However, a screwball is almost always not made from a dairy base. Instead, it’s typically made from ice and a number of different flavorings and additives that give it the unique color and texture that is associated with a screwball. This is more similar to a Slush Puppy than a bowl of ice cream, though that’s an exaggeration.
With that said, while a traditional screwball isn’t made with ice cream, the name has stopped being so exclusive to one type of frozen treat. Some places around the world will offer screwballs that are made with ice cream, instead of crushed ice.
What counts as a screwball?
Well, the name was originally created to refer to one specific treat: a plastic cone that held slushy ice and a gumball at the base. The ice was typically cherry-flavored, so when a new flavor came along (blue raspberry), the name was adjusted. You would ask for a blue raspberry screwball, or just a screwball – the implication being the cherry is the basic flavor.
Over time, several different prominent brands started to produce frozen treats that were similar to the original cones with a gumball at the bottom. These brands include Asda, Popsicle, and Eskimo Pie.
Any treat that fits the rough description of a screwball is typically considered a screwball – a frozen treat atop a gumball within a conical container. It’s tough to say whether variations upon that classic theme would be considered screwballs – if the gumball were replaced, for instance – though that would be up to the individual consumer. We would say that slushy ice on top of a gumball within a cone is a screwball, and if any of those elements change very much, we would consider it to be screwball-adjacent.
We think that we may have been overthinking this, to some degree.
What flavors are typically on offer?
Well, as we’ve said before, the classic flavor that was offered was cherry. Over time, though, more flavors were offered to delighted consumers, who were all too happy to grab blue raspberry, at first, before the introduction of other flavors, like lemon.

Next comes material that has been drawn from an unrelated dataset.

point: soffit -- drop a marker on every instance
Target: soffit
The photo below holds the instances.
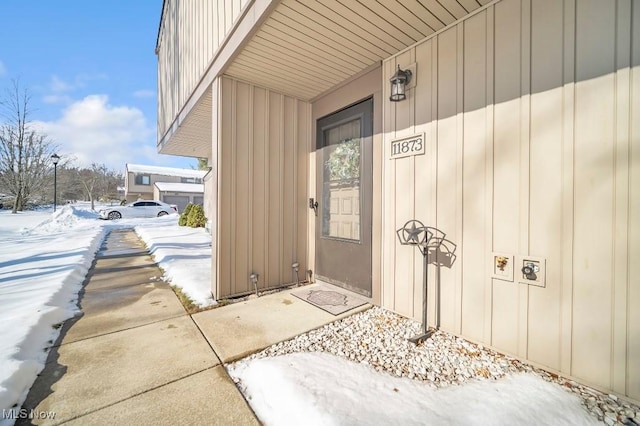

In the UK ice cream version of the screwball, the ice cream is almost exclusively raspberry ripple. If you’re unfamiliar, the ice cream is vanilla, which has a frozen ripple of raspberry syrup running through it. This was a very popular flavor before big brands like Ben & Jerry’s introduced the concept of mix-ins. The gum ball was typically raspberry flavored, to match up with the ice cream.
The most interesting thing to do would be to make your own version of the classic treat – perhaps making a vanilla ice cream with cookie dough mix-ins, and at the base having a little nugget of delicious cookie dough. It would be unique, and surely delicious!